- Born: c. 1966
- Died: October 7, 2008 (aged 42) Honolulu, Hawaii, U.S.
- Occupation: Entrepreneur
- Known for: Being wrongfully convicted and imprisoned for homicide

= DeWayne McKinney =

DeWayne McKinney (c. 1966 – October 7, 2008) was an ATM entrepreneur and wrongfully convicted and imprisoned American man.

==Murder trial==
McKinney was found guilty of the 1980 Orange County, California, killing of Burger King manager Walter Horace Bell Jr. After four employees identified him in court as the gunman, he was sent to prison in 1981.

===Exoneration===
McKinney was released in January 2000 when new evidence was revealed that exonerated him.
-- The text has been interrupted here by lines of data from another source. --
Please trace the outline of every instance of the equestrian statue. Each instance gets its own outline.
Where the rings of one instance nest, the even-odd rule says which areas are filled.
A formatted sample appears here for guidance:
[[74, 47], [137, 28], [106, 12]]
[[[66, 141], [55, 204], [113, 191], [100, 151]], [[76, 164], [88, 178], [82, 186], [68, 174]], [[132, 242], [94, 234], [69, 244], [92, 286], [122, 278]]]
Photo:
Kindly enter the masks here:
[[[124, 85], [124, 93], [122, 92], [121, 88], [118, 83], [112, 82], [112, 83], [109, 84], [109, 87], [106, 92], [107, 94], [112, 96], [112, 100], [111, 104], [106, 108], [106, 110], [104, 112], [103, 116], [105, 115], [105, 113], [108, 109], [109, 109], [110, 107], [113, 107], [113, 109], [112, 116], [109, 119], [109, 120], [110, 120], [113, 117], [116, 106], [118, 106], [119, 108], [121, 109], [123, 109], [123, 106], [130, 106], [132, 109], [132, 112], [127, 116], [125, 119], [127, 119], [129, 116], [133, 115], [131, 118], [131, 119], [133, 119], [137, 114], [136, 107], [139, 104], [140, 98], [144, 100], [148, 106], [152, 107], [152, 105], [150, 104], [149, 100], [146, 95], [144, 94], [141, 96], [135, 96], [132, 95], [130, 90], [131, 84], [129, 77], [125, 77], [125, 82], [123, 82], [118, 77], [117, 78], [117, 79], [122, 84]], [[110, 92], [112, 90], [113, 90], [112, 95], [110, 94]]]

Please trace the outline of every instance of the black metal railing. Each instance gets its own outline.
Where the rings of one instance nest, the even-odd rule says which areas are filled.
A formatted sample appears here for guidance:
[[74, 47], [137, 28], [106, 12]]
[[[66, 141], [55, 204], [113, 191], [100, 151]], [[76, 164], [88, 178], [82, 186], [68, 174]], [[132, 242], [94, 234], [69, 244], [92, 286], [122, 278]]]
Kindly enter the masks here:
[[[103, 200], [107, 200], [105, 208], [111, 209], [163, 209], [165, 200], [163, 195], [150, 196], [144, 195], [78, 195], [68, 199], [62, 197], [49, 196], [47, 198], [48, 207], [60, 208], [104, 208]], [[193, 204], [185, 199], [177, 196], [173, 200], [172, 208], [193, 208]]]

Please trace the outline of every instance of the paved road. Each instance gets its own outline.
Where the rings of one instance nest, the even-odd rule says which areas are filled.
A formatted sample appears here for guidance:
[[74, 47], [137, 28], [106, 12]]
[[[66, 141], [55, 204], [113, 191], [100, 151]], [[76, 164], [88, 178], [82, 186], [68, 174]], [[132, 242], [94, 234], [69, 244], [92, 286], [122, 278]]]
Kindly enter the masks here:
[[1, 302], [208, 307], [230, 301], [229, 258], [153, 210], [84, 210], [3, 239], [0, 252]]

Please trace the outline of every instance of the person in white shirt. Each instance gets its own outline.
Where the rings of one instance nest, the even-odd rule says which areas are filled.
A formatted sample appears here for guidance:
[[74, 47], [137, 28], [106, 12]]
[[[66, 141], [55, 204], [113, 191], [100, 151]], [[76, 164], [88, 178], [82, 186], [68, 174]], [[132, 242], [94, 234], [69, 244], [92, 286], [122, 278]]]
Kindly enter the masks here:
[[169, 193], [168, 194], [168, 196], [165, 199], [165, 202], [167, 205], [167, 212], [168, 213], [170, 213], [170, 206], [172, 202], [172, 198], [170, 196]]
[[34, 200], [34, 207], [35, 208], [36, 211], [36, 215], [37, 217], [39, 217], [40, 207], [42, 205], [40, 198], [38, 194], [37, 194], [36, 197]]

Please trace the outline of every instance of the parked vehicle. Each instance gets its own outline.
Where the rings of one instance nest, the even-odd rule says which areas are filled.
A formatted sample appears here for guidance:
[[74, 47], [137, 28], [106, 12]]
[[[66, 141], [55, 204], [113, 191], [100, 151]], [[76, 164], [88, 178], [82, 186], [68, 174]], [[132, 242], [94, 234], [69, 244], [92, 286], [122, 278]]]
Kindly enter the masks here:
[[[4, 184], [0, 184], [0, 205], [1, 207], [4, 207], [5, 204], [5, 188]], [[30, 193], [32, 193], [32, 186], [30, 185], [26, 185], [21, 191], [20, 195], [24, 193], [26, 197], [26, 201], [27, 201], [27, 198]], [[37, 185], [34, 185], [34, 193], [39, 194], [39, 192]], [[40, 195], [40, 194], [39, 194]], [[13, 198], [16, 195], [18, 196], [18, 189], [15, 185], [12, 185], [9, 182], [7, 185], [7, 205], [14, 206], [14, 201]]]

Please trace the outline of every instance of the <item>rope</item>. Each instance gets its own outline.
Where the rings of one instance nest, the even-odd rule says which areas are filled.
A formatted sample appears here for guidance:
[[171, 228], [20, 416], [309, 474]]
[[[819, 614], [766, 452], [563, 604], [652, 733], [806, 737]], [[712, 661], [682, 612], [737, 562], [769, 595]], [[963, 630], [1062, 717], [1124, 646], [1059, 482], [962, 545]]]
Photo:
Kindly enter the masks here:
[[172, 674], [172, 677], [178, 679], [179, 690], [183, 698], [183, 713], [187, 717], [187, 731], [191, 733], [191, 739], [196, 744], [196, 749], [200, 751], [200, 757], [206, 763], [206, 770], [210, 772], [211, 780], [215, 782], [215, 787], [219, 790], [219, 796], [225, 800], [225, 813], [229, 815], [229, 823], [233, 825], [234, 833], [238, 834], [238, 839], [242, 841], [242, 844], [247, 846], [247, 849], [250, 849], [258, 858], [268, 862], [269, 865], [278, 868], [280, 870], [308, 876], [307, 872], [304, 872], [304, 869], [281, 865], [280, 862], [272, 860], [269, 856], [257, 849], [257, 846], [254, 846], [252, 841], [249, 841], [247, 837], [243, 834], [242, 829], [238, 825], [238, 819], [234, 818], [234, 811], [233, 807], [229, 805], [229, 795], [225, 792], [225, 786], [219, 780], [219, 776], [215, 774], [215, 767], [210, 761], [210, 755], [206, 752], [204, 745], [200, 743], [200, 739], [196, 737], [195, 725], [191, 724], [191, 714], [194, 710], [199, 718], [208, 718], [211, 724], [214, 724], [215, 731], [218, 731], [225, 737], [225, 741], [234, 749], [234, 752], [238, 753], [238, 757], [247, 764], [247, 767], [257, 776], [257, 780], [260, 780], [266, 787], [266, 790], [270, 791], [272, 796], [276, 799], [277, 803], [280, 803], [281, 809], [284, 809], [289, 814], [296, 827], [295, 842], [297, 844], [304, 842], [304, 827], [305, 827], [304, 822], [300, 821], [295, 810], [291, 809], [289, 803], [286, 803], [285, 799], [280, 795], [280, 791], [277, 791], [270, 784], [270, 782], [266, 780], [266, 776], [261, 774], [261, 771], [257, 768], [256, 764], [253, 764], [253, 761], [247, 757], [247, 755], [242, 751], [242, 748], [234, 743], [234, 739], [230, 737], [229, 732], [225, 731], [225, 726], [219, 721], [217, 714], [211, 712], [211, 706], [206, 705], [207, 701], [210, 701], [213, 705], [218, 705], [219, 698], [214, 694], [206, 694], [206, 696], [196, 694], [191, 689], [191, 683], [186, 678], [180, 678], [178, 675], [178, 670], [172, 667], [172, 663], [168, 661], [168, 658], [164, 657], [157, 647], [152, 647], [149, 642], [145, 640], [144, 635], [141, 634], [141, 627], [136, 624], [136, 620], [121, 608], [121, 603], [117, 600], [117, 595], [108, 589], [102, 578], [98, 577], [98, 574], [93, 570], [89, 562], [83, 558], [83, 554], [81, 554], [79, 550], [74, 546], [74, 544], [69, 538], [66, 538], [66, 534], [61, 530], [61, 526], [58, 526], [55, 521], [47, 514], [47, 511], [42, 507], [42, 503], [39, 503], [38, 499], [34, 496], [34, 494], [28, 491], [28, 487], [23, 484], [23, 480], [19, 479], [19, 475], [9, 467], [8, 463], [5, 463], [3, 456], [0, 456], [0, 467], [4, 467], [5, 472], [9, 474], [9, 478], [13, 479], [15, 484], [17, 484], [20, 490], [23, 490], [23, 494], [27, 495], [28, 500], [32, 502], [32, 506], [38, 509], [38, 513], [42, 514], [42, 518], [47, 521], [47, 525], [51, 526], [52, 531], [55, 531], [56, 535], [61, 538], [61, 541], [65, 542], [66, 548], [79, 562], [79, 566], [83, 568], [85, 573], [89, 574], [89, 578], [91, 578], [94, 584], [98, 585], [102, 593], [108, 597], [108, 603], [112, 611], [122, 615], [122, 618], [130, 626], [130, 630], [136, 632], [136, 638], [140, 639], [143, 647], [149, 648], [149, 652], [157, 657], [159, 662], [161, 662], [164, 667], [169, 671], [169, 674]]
Two other men admitted their guilt for the crime and two of the eyewitnesses that identified him as the gunman recanted their testimonies.

Leaving prison after more than 19 years, he received a $1,000,000 settlement from his wrongful conviction lawsuit.

==Business career==
He invested his money in becoming an ATM owner in the Los Angeles area. While visiting Hawaii on vacation, he noticed a need in the market for more ATMs to serve the tourism industry and used his compensation payment as start up capital for his successful business.

==Death==
He died October 7, 2008, at the age of 42, in a motor vehicle accident in Honolulu, Hawaii.